Sunday, September 21, 2014

Terni Performance Festival: Hate Radio

Genocide can happen, it seems, remarkably quickly. Once you have your triggering event, the dominoes just fall. When race is used as a reason for hate and dehumanisation on a wide scale, all humanity seems to evaporate into so much pink mist.

Of course, the speed is a fiction. A given society can have its violent bed made long before the first shot is fired. The media's key causal relationship with horrific violence is clear and well-documented, which doesn't stop it being a breeding ground for new ethical vacuums, (yes, even in the West), or indeed, instances of genocide occurring.

Hate Radio, a production from the International Institute of Political Murder that has done the rounds in European festivals, documents explicitly this link between propaganda and genocide in one specific instance of recent history - the Rwandan genocide of 1994. This event saw race-based crimes against humanity that exhibit a shocking level of dehumanisation. Rape, murder, torture, and a particularly pathological fixation on, not just killing, but suffering are key narratives of that conflict. To fragile, western ears, it's a barrage of monstrousness that begs belief.

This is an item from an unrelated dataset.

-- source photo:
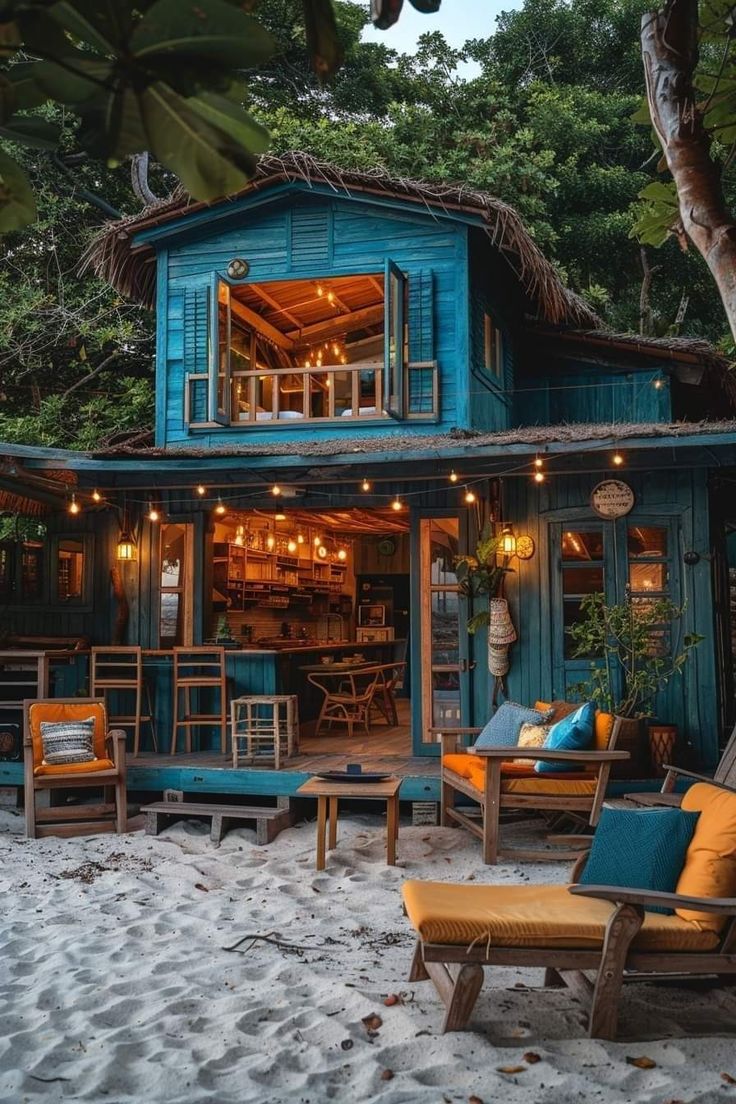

These stories are relayed to us by actors, appearing on screens and speaking through radio headsets allocated to each audience member, in the grueling first 15 minutes of Hate Radio. The dramaturgy here is carefully layered but does not spare us the violence of the stories, women offering themselves as sex slaves only to have their breasts cut off, children having limbs cut off, hiding in underground toilets for days, staying alive in the middle of a pile of massacred corpses. There appears no atrocity which could not occur in this space of madness.